February 13, 2017 — by Saya Sivaram

The last student production of the year, “The Murder Room,” completed its three-show run on Feb. 12, captivating audiences with its witty banter and complex mechanisms.

“The Murder Room,” directed by seniors Zach Grob-Lipkis and JT Hulme, followed the story of a disgruntled fortune hunter named Mavis, played by senior Saya Sivaram, who attempts to murder her husband Edgar, played by junior Mateusz Kranz. The murder-mystery farce goes on a windy trail as Mavis finds out that she actually failed to kill her husband and instead killed her cat and gave Edgar partial amnesia. The show’s defining feature is its quick, crisp line delivery and various comedic timings.

“The cast worked very hard to get their lines down and to create interesting characters,” Grob-Lipkis said. “Because of how ridiculous the show is, all of the actors really needed to work on creating larger than life characters, which they did really well.”

For Kranz, he had to do double the work, because he played two characters — Edgar and the inept police constable Abel. The two are opposites, the former being a posh, upper-class gentleman in his middle ages, and the latter being a goofy yet determined young man.

“It’s been really interesting to be able to play two characters in the play because of being able to construct the backgrounds and characteristics of both of them,” Kranz said. “Also, I had to wear a wig and a fake mustache while I was playing Edgar, so that took some getting used to.”

Aside from the often confusing and extremely convoluted plot, “The Murder Room” required several unusual set pieces, such as a window seat that turned into a secret passage and a portrait that acted as a booby trap. Senior Gaya Chatterjee, the technical director for the show, spent many hours devising plans for the mechanisms.

“This is a very technically intensive show, so you can imagine how hard Gaya worked,” Grob-Lipkis said. “I think my favorite part of the set is either the trap door window seat, which swings open to reveal a secret compartment, or the portrait that hung on the back wall.”

The portrait in question was supposed to be of Edgar’s former wife, one who died long before he married Mavis. However, to add to the farcical nature of the show, the directors dressed Kranz up as a woman with a blonde wig and very strong makeup and used a photograph of that as the portrait.

Many of the cast members concurred with Grob-Lipkis that it was their favorite part of the set.

The end of “The Murder Room” marks the beginning of the spring musical “Legally Blonde,” as all attention and energy can now be directed to that show.

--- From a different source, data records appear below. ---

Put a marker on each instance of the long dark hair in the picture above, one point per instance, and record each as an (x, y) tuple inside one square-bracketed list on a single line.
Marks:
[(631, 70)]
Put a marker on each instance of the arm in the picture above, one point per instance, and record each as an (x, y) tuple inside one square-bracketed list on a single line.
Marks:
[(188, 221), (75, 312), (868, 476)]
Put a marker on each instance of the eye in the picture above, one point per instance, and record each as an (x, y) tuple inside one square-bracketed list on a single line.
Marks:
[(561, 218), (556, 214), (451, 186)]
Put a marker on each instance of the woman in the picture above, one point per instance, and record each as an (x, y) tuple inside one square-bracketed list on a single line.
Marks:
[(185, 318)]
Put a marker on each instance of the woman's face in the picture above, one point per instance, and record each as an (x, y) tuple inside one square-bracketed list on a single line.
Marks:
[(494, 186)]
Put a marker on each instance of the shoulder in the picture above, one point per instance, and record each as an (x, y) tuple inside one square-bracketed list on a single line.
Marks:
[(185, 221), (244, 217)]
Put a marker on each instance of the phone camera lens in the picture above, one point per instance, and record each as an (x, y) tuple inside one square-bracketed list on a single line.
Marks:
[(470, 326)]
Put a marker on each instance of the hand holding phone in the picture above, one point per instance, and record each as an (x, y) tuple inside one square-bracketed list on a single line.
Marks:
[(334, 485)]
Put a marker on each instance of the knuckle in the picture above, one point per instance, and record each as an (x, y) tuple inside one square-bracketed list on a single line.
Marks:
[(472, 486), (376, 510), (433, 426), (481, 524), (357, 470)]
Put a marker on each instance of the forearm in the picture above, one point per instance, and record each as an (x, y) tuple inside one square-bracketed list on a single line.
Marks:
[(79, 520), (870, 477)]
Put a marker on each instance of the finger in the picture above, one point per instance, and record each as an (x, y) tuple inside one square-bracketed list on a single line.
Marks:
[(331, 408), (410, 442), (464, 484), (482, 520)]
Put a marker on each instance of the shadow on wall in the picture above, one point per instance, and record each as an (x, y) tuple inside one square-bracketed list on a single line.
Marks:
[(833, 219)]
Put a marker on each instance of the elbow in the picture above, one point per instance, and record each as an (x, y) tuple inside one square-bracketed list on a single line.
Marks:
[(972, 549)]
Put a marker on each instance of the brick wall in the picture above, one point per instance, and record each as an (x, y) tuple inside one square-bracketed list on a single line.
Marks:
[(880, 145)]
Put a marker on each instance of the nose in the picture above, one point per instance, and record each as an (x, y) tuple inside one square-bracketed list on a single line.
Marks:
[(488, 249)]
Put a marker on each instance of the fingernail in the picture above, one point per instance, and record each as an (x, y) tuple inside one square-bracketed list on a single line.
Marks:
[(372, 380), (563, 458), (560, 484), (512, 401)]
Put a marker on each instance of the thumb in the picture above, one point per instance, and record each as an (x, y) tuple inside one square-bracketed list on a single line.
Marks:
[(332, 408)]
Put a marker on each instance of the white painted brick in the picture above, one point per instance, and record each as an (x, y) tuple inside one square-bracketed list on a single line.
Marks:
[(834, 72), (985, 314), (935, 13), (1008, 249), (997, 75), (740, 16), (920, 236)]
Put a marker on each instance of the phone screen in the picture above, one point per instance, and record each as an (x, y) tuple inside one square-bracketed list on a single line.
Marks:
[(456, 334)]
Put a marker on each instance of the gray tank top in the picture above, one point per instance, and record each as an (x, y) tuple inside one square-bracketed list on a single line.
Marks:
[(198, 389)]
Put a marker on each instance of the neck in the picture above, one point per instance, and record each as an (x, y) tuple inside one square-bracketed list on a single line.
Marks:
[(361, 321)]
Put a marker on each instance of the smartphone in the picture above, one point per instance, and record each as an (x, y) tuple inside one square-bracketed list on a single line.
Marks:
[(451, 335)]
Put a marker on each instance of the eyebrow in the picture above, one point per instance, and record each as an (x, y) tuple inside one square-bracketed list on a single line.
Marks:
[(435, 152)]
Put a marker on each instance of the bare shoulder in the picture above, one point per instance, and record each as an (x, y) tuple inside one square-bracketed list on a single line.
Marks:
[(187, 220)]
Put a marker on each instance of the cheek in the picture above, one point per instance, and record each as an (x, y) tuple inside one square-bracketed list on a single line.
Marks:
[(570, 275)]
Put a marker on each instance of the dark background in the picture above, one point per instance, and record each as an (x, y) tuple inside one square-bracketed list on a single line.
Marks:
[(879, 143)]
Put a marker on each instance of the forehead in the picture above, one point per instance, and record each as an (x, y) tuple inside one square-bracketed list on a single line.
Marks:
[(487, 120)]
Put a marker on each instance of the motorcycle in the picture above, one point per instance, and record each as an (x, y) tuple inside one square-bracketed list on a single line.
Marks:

However, no matter how grand and impressive the main stage productions are, Kranz said that nothing can truly compare to the feeling of a student production.

“I love being able to do such a funny show with just my closest friends,” he said. “There’s really nothing that beats getting to spend all of your time with a such a small group of people who are so close. It’s almost like a cult, but not creepy.”